Пора сказать, что господин Марг – этот пузатенький носатый коротышка с покатой лысиной и глазами навыпучку – не делал оружия, не торговал порохом. Он был владельцем всех кладбищ и похоронных бюро, на его фабрике изготовляли гробы. Ходили слухи, что он помогает умирать некоторым своим клиентам. Он сказочно богател во время войны или эпидемии чумы.
Перейдя почти на шёпот, господин Марг посвятил оружейников в детали своего плана. Чтобы расслышать детали, Нигида совсем вылез из шкафа и все равно всего не расслышал…
– Что же, господа, сдавайте деньги на общее дело.
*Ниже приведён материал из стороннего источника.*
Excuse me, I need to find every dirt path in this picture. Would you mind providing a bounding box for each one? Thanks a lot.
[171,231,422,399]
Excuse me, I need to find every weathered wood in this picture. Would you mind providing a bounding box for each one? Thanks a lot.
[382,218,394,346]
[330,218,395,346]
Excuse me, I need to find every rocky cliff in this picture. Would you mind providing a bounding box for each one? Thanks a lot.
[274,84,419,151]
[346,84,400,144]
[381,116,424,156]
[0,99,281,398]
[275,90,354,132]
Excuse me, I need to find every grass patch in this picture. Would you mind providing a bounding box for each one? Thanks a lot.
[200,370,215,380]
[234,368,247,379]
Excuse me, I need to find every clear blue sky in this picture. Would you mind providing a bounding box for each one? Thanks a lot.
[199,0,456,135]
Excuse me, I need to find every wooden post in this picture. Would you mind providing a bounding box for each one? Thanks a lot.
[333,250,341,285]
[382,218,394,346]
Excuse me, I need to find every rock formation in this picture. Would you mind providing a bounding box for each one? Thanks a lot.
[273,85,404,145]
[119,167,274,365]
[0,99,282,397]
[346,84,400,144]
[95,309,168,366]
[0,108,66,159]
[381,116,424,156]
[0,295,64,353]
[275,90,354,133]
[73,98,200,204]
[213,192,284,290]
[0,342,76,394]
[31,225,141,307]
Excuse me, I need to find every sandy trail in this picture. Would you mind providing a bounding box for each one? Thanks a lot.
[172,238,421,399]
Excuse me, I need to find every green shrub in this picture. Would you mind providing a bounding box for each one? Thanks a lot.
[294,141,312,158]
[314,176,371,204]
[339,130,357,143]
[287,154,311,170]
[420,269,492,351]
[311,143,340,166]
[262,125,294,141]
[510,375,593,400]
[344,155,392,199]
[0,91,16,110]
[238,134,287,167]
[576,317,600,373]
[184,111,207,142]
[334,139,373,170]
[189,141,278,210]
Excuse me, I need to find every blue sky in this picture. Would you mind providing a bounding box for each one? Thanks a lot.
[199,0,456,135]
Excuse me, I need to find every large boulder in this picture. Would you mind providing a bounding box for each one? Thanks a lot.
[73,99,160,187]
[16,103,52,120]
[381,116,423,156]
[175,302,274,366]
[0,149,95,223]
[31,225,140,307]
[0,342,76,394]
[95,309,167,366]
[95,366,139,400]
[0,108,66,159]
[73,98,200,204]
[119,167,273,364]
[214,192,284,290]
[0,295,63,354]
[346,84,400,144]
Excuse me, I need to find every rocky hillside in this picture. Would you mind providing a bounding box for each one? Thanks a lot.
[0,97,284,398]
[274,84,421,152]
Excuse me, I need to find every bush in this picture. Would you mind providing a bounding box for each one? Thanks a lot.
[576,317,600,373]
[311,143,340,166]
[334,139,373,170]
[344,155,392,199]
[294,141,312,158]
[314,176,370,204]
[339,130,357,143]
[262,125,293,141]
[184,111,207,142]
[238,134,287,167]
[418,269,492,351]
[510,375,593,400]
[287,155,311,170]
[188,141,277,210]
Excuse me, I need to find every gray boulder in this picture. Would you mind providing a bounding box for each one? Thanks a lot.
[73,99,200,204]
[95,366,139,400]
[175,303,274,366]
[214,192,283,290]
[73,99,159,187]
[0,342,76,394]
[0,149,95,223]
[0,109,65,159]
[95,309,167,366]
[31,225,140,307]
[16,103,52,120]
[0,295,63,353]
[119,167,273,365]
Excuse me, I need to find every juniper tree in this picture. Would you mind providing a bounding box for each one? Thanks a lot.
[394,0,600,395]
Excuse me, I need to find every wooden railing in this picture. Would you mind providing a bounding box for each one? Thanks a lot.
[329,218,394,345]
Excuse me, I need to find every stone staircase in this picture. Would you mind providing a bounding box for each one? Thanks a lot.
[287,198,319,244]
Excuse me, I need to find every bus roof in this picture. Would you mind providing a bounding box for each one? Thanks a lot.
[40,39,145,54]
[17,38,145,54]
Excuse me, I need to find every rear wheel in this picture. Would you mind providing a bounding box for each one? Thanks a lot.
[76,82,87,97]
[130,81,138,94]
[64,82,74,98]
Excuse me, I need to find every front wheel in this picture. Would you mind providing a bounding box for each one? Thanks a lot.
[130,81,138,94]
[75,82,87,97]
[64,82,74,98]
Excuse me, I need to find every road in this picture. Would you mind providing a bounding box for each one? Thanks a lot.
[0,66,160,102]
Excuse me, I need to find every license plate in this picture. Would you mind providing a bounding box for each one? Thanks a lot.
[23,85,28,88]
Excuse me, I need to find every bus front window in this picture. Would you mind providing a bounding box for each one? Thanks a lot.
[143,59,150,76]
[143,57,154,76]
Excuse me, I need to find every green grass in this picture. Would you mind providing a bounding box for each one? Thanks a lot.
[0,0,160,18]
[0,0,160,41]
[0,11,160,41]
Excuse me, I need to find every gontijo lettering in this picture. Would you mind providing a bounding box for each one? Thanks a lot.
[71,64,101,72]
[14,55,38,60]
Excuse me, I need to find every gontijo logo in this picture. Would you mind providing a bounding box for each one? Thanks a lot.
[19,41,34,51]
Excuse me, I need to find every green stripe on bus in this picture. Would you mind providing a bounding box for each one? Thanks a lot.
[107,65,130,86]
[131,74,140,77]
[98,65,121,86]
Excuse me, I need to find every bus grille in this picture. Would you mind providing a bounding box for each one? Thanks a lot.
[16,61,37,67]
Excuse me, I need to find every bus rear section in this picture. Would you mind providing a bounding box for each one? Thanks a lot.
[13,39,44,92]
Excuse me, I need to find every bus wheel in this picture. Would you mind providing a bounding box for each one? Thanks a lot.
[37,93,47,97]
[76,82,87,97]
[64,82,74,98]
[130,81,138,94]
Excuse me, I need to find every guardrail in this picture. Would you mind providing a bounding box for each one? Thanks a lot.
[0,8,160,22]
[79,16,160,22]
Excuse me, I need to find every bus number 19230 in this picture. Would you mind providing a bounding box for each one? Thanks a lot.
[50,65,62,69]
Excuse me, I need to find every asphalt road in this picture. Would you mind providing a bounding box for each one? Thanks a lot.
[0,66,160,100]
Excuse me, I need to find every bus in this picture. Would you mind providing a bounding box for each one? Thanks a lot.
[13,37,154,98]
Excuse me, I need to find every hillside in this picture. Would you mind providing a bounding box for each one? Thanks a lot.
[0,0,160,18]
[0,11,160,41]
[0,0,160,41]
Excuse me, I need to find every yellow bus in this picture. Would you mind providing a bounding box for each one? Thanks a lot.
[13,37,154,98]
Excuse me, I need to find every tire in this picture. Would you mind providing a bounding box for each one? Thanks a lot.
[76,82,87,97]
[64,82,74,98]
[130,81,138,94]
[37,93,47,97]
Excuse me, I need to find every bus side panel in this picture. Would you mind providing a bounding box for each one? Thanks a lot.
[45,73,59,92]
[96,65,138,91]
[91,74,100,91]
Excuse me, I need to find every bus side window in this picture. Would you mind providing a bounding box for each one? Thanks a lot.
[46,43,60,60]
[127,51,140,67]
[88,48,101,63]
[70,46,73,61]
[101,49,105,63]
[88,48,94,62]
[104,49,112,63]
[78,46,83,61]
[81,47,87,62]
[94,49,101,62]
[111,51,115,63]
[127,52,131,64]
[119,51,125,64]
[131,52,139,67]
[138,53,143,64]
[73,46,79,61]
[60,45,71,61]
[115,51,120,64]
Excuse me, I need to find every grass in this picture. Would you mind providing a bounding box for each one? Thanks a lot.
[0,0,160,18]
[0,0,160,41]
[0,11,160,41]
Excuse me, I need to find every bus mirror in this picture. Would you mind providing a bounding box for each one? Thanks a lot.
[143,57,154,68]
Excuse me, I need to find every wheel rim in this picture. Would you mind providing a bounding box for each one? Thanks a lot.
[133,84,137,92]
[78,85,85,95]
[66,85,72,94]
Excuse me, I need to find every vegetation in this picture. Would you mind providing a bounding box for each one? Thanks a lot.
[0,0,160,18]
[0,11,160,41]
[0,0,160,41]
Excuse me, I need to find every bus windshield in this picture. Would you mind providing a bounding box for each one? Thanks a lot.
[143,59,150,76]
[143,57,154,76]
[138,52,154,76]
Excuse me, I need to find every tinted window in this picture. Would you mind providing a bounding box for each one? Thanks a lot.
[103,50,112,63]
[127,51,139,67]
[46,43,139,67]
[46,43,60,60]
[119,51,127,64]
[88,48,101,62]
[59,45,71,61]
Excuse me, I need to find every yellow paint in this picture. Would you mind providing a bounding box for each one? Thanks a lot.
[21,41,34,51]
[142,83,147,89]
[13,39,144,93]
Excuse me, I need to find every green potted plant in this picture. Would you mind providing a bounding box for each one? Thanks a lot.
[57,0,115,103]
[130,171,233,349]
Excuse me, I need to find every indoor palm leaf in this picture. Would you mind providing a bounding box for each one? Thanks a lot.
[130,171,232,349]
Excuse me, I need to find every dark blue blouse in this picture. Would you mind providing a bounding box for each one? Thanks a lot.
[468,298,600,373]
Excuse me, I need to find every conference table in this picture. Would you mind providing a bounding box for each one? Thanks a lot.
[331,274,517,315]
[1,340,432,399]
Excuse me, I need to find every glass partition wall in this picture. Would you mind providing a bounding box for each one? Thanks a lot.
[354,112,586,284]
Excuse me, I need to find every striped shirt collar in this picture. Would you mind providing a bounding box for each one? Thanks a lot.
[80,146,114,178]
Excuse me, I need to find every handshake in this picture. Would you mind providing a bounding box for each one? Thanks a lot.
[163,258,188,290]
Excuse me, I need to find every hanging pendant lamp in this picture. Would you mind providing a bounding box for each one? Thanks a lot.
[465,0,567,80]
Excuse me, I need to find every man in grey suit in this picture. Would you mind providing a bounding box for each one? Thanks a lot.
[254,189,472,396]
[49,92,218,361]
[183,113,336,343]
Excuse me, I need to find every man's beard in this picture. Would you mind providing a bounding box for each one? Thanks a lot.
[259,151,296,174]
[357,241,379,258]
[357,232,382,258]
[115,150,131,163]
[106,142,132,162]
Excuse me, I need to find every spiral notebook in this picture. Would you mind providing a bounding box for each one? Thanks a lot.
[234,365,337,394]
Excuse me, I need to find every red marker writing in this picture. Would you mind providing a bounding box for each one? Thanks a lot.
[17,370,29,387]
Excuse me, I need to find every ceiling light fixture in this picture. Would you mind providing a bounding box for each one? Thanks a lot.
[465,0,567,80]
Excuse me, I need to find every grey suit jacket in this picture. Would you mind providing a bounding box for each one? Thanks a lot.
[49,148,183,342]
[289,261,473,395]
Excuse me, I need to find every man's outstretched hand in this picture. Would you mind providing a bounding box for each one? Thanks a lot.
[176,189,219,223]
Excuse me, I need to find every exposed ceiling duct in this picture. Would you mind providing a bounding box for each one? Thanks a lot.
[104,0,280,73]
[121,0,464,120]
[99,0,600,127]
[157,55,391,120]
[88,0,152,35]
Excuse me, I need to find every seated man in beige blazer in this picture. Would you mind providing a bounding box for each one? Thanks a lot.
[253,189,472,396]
Вот аптекарю заплатить надо, он даст нам яду.
– Я ни при чем! – запротестовал аптекарь. – Я с вами не заговаривался! Я не участвую!
– Участвуете, участвуете! Куда вы денетесь. Вам прямая выгода: на войне много лекарства требуется. Ага?
И аптекарь понял, что никуда он не денется…
Заговорщики выходили из аптеки поодиночке с промежутком в несколько минут. Пристроившись в темноте за одним из них, выскользнул и Нигида. И со всех ног побежал в полицейский участок. Там дежурил молодой полицейский, он Нигидиному рассказу сразу поверил и послал к аптеке оперативную команду. Господина Марга арестовали на улице и привезли в полицию.
Гробовщик ничуть не испугался, с дежурным полицейским и разговаривать не стал, пришлось вызывать начальника. А начальник как пришёл, так сразу принялся извиняться перед Маргом,
– Что вы извиняетесь? – удивился дежурный, – Он же преступник! Он же Здрану предаёт! От него аптекой пахнет!
– Вас не спрашивают. Чем хочу, тем и пахну, – высокомерно сказал Марг. – Не знаю никаких заговоров, зашёл лекарство от живота купить, вдруг хватают! Меня – хватают!
– Конечно, господин Марг, это ошибка! – сказал начальник. – Примите наши извинения, сейчас мы доставим вас домой. Виновного накажем. Молод еще, усерден… не понимает, какая это беда когда живот болит.
– Не болит, а растёт, – поправил Марг. – А вы, усердный юноша, когда без работы останетесь, приходите – возьму могилы копать. Мне нужны усердные. Что касается мальчика, – Марг посмотрел на Нигиду, выкатив свои глаза дальше, чем наполовину, – я на него не сержусь. Детская фантазия. Пусть идёт домой…
Нигида выскочил из полиции, но домой не пошёл. Он вообще не знал, куда идти.